Hasta 468 euros de diferencia en la factura de la luz con el mismo consumo: esta es la clave para pagar menos

Manuel Palacín, cofundador de Zonox, subraya que si no se revisa el contrato, “la probabilidad de seguir pagando de más crece con el tiempo”.

Más información: Deducción de hasta 2.400 euros en el IRPF de 2026: estas son las familias que pueden beneficiarse según Hacienda

Publicada

Las claves

Un estudio de Zonox revela diferencias de hasta 468 euros anuales en la factura de la luz entre hogares con el mismo consumo.

La tarifa regulada ya no es la opción más barata: quienes la tienen pagan un 15% más que las mejores ofertas del mercado libre.

El sobrecoste se debe a factores como contratos desajustados, promociones caducadas y estructuras de precios difíciles de comparar.

No revisar el contrato ni cambiar de tarifa aumenta la probabilidad de pagar más por la electricidad, especialmente tras renovaciones automáticas.

Dos hogares. Mismo consumo eléctrico. Sin embargo, a la hora de pagar la factura de la luz, las cantidades son diferentes. Puede parecer extraño, sin embargo es tan real como la vida misma.

Así se desprende de un estudio de la plataforma Zonox, especializada en análisis de facturas con inteligencia artificial y en comparar condiciones del mercado eléctrico para ayudar al consumidor a detectar sobrecostes.

“Lo preocupante no es que existan diferencias, sino que sean tan grandes y tan frecuentes en un servicio esencial”, afirma Manuel Palacín, cofundador de Zonox. Porque estamos hablando de una diferencia de hasta 468 euros anuales.

Tarifa regulada

Según el análisis de Zonox, la diferencia entre ofertas puede alcanzar hasta 468 euros anuales, con casos extremos en los que el recibo llega a ser casi un 49% más caro. ¿Por qué? La respuesta está en la tarifa y en las condiciones asociadas al contrato.

En su estudio, compuesto por más de 18.000 facturas de 2025, queda confirmado que la tarifa regulada ya no es el refugio más barato. De hecho, sus usuarios pagan un 15% más.

“Al hacerla más estable para evitar los 'sustos' de precio del pasado, también se ha vuelto más cara que las ofertas más agresivas del mercado libre”, indican desde la compañía.

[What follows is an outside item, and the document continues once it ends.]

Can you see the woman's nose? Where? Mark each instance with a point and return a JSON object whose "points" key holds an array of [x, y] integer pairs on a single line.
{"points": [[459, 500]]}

“Muchas familias acaban pagando un ‘impuesto por inercia’: no por consumir más, sino por mantener un contrato desajustado”, subraya Palacín. Y en este 2026 “las diferencias serán ligeramente superiores a las detectadas el año pasado”.

Diferencias que, en promedio, ascienden a un 25% anual. Y tienen su razón de ser en una combinación de factores habituales en el mercado.

Por ejemplo, estructuras de precio difíciles de comparar (tarifas fijas, variables o indexadas con reglas distintas), promociones temporales que pierden efecto, y servicios añadidos que elevan el coste real.

A esto hay que añadir otro elemento que desde la compañía definen como la fricción al cambio. Y es que cuando el consumidor no revisa su contrato, “la probabilidad de seguir pagando de más crece con el tiempo, especialmente en renovaciones automáticas o cuando han caducado las condiciones promocionales”.

Un sobrecoste que equivaldría a llenar la despensa de una familia media en España durante un mes entero si tenemos en cuenta los datos del INE referidos al gasto medio de la cesta de la compra en la parte de alimentación.

“Una cantidad excesiva que pone sobre la mesa la enorme brecha que existe actualmente entre las distintas comercializadoras de electricidad en nuestro país. Y que, todo apunta, seguirá una tendencia alcista en 2026”, concluyen desde la firma de análisis.